(RNS) — This summer, Sudanese protestors began a strike to pressure the ruling army to hand over power to a civilian government. Next door in South Sudan, fighting resumed between government forces and the militant National Salvation Front. In the Democratic Republic of Congo, conflicts over land intensified and 21 people were killed when a fishing village came under attack.
A new report has found that the number of people internally displaced by conflict around the world is at an all-time high, at 41.3 million. In 2018 alone, conflict forced more than 10 million people to flee their homes. Americans don’t hear about many of these situations, especially as U.S. political battles heat up and the stock market tips precariously between recovery and a downturn. We Americans are also doers. Historically, we want to help others, but how can those of us on the other side of the world — with little cultural knowledge of these places — make a lasting impact?
The short answer is, we can’t. Barreling in with troops or even thousands of eager and well-intentioned philanthropic volunteers is not the answer and may even exacerbate the problem.
But there is a solution that we share with these faraway places, one that sits on many street corners in our downtowns and backroads in our country and theirs: local churches.
While Western aid organizations play an important role in providing emergency health, water and sanitation services to conflict-torn regions, these are short-term solutions to long-term problems. The United States Agency for International Development does valuable work in global health and emergency assistance in the DRC, for example, but violence often limits what it can do.
This is why local community organizations are so important to recovery from conflict and development afterward. The best use of resources is to effectively train and engage local churches to act.
For years, World Relief has been empowering local churches in conflict zones across the globe to serve their communities. We train farmers to improve their crops and offer loans through Savings for Life groups. Congregations are coming together to plant gardens for their elderly and send their orphans to school. They host peace dialogues between armed groups before tensions escalate into violence.
It’s not difficult to see why locals are better at bringing about needed change than outsiders. Foreigners identifying as humanitarian workers soon become targets in the dangerous areas they are trying to help. Trusted leaders of local churches are not only less easily attacked; they are in the unique position of being able to identify the specific needs within their communities and the people who are most in need, even if that means going door to door.
Local churches by their nature tend to be involved for the long term. In Darfur, the region in Western Sudan that has been in an ongoing state of humanitarian emergency since 2003, the international community has largely moved on to other crises. Yet the conflict persists, and more than a decade after the onset of this crisis, extensive displacement continues. Local churches are the foundation of sustained and sustainable change in this area and others.
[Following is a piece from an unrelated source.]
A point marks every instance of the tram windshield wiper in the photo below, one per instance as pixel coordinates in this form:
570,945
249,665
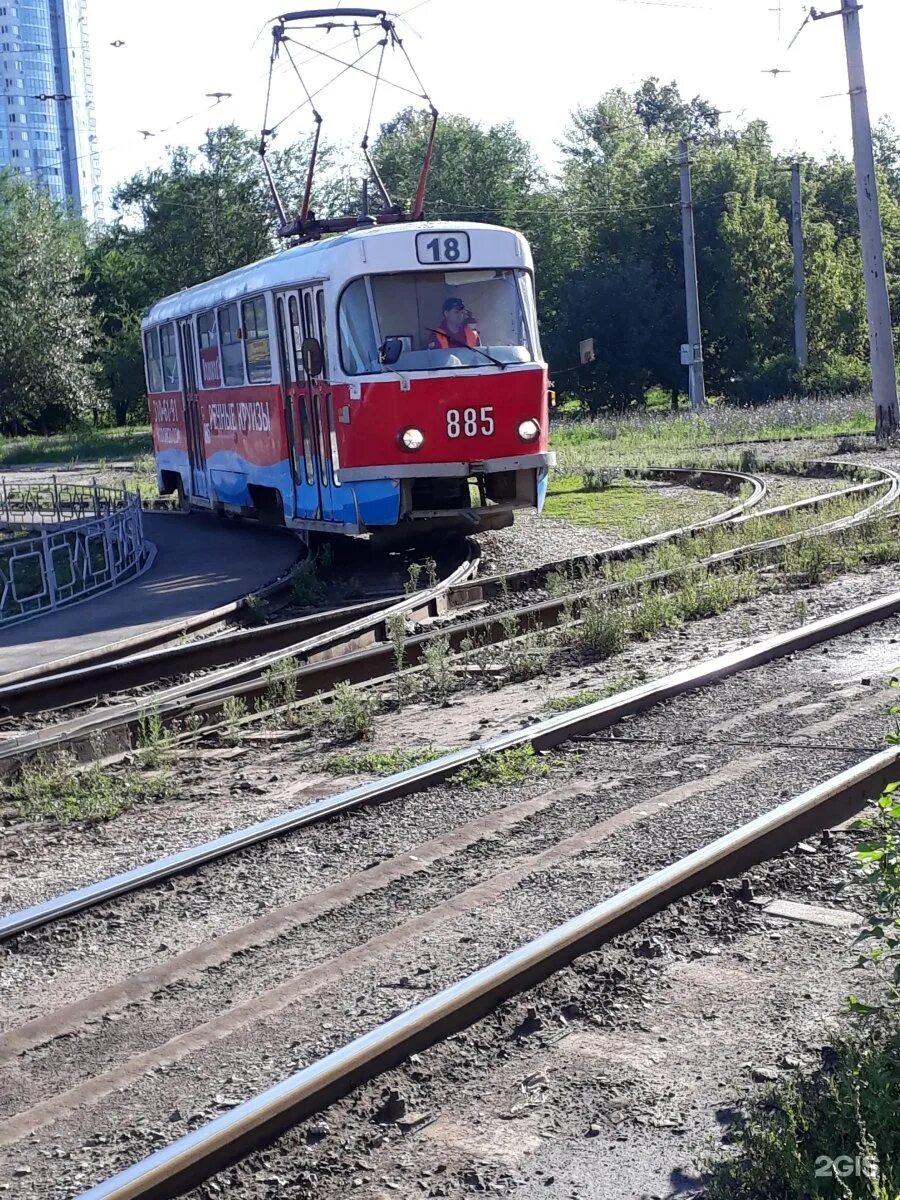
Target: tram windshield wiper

When we empower the local church, we can break the vicious cycle of conflict and poverty that endangers the lives of millions of people. Dialogue becomes a resolution tactic, instead of violence.
U.S. churches and Christians have an important role to play in this transformation. American churches and Christians can come alongside organizations like World Relief and local churches in conflict areas as donors, influencers and volunteers.
Fellowship Missionary Church in Fort Wayne, Indiana, for example, was inspired by World Relief’s work in the Democratic Republic of Congo. In 2017, a small team from FMC traveled to Congo with World Relief staff to learn about local churches’ work with victims of sexual and gender-based violence.
As a result, FMC launched a 14-week fundraising campaign that challenged its congregation to take a cumulative 100 million steps over the summer. Participants were given step counters, devotionals and toolkits with fundraising and community education ideas. The program ended with a 5K prayer walk and a festival. Four hundred members of the congregation ended up raising $80,000 for trauma healing programs in the DRC and helped spread a message of healing across their community.
Global conflicts threaten the lives of millions of people across the globe, whether or not we pay attention. The question of how to resolve these conflicts persists. But first, we need to bring these problems to the attention of the American people. Wide-scale epidemic violence and devastation shouldn’t be relegated to the back pages of our newspapers any longer.